Brubeck’s 18th album for Telarc follows on his 2004 solo release Private Brubeck Remembers, which had a WWII theme concept. When Telarc’s President Bob Woods suggested the Indian Summer title idea to Brubeck, he began to reminisce about his Native American friends when at high school in Northern California. His first date had been with an Indian girl and he was thinking of tunes with that sort of slant. But then his wife Iola (they celebrate their 65th wedding anniversary next month) – in what he terms “a typical husband and wife dispute” – set him straight about the philosophical implications of Wood’s title: the “Indian Summer” referring to this period of his long life in music.
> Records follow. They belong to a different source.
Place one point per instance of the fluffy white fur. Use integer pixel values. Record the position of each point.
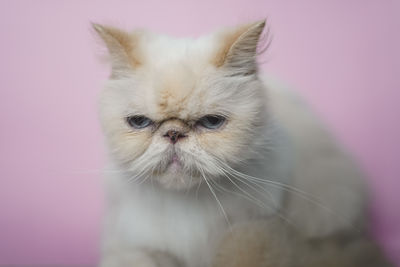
(270, 158)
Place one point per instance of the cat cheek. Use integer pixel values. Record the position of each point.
(220, 143)
(131, 145)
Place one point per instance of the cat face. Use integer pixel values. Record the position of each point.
(178, 110)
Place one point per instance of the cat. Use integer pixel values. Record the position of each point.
(199, 142)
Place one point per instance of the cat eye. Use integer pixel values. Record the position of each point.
(211, 121)
(139, 122)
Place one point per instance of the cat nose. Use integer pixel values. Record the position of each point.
(174, 135)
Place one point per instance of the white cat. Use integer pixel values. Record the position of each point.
(199, 142)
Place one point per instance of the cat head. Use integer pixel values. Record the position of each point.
(179, 110)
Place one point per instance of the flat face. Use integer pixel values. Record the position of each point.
(177, 117)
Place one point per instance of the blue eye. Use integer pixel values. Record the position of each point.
(211, 121)
(139, 122)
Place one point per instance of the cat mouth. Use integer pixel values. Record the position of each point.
(175, 162)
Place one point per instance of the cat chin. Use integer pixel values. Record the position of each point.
(175, 179)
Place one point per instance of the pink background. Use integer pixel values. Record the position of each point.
(343, 56)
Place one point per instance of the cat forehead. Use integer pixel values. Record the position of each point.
(174, 76)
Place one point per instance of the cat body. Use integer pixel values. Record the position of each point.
(199, 143)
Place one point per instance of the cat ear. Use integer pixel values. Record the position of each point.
(239, 49)
(121, 47)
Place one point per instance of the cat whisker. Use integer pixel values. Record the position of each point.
(216, 198)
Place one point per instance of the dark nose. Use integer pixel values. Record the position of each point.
(174, 135)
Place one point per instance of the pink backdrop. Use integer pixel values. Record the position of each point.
(342, 55)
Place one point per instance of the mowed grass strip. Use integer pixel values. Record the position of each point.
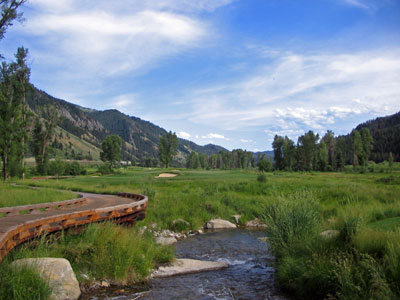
(21, 195)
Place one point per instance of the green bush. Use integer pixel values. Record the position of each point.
(262, 178)
(104, 251)
(292, 219)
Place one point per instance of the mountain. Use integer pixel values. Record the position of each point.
(385, 132)
(88, 127)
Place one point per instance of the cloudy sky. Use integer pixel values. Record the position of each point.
(230, 72)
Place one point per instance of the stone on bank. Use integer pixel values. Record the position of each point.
(219, 224)
(57, 272)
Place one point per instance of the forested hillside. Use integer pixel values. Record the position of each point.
(140, 138)
(385, 132)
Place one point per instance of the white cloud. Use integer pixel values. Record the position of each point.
(214, 136)
(184, 135)
(299, 92)
(246, 141)
(357, 3)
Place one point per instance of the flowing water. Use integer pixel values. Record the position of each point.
(249, 276)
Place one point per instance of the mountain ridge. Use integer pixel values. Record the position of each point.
(140, 137)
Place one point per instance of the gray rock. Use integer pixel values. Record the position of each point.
(180, 222)
(166, 241)
(219, 224)
(188, 266)
(329, 234)
(236, 218)
(255, 223)
(58, 273)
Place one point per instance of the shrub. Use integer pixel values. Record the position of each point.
(291, 219)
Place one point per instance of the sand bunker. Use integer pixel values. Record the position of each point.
(166, 175)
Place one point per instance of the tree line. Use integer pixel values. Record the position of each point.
(329, 153)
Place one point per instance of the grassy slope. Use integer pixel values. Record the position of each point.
(362, 263)
(17, 195)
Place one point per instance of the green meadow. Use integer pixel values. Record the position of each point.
(361, 260)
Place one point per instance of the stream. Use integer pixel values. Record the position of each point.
(249, 276)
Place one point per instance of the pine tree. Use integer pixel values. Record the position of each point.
(168, 146)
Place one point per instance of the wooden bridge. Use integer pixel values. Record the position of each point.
(21, 223)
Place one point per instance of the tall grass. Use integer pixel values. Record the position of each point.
(103, 251)
(17, 195)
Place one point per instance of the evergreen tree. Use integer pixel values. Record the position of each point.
(390, 160)
(367, 144)
(22, 75)
(322, 156)
(42, 135)
(10, 114)
(111, 147)
(288, 154)
(307, 150)
(330, 141)
(277, 146)
(168, 146)
(356, 148)
(9, 14)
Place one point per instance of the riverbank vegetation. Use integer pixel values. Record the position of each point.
(359, 261)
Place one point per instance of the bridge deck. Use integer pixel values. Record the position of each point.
(18, 224)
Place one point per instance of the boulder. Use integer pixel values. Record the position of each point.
(255, 223)
(166, 241)
(219, 224)
(57, 272)
(329, 234)
(188, 266)
(236, 218)
(180, 224)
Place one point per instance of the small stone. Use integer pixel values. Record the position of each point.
(188, 266)
(104, 284)
(236, 218)
(329, 234)
(219, 224)
(255, 223)
(166, 241)
(57, 272)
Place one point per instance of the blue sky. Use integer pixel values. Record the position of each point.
(234, 73)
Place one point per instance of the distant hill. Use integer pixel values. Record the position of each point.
(268, 154)
(386, 134)
(83, 130)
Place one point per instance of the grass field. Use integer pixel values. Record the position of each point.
(361, 262)
(21, 195)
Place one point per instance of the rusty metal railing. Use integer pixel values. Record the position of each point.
(12, 236)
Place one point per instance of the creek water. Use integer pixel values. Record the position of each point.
(249, 276)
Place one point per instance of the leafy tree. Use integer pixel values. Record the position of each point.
(168, 146)
(356, 147)
(341, 153)
(322, 156)
(330, 142)
(42, 135)
(277, 146)
(264, 165)
(111, 147)
(306, 154)
(9, 14)
(390, 160)
(10, 114)
(288, 154)
(22, 75)
(367, 144)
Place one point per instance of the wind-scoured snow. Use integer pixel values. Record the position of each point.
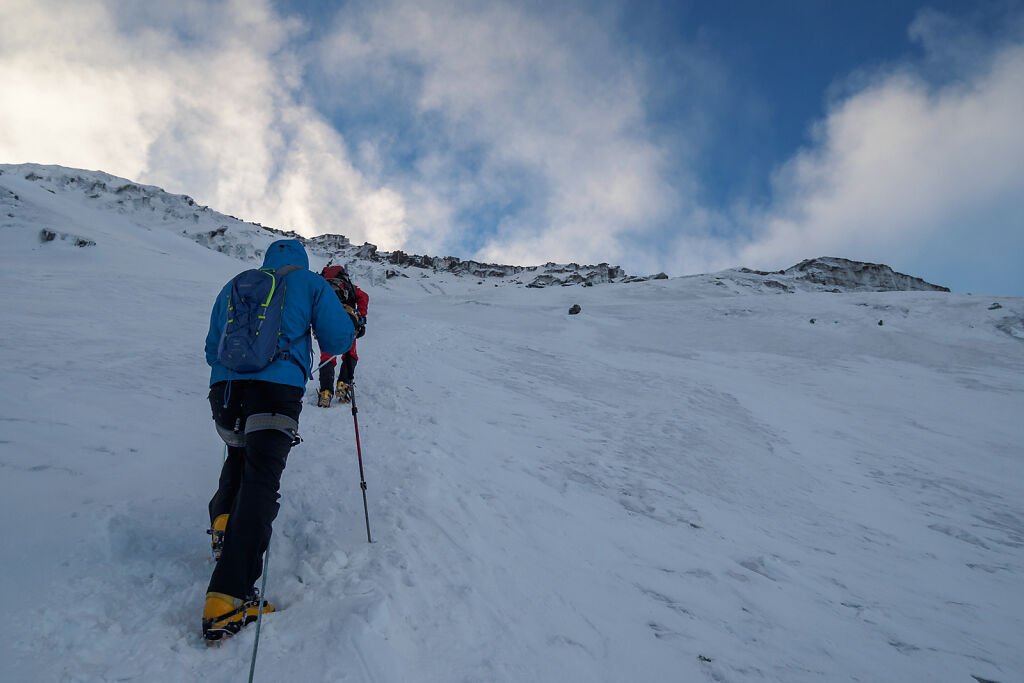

So what we have in these 16 tracks are some nostalgic classics such as Victor Herbert’s title tune, Kurt Weill’s September Song, Eubie Blake’s Memories of You and Kern’s I’m Alone. In the process of setting Dave straight on the album’s concept, Iola got in not one but three tunes which she had composed together with her husband. Dave has been facing the challenges of doing solo piano albums for many decades now. One of my favorite jazz LPs is an early Fantasy disc titled Dave Brubeck Plays and Plays and Plays. I love the cover art by Arnold Roth, with various famous classical composers looking critically over his shoulder. It provides an interesting contrast to how Dave sounds today, which is less incisive and not quite as hard swinging, but with gorgeously complex harmonic changes and phrasings, and of course much enhanced stereo sonics – originally recorded via the DSD process. Can’t complain about short playing time for this jazz album either.
TrackList: You’ll Never Know, I’m Alone, Autumn in Our Town, So Lonely, I’m Afraid the Masquerade Is Over, I Don’t Stand a Ghost of a Chance With You, Pacific Hall, September Song, Summer Song, Thank You, Georgia On My Mind, Spring Is Here, Sweet Lorraine, Memories of You, This Love of Mine, Indian Summer.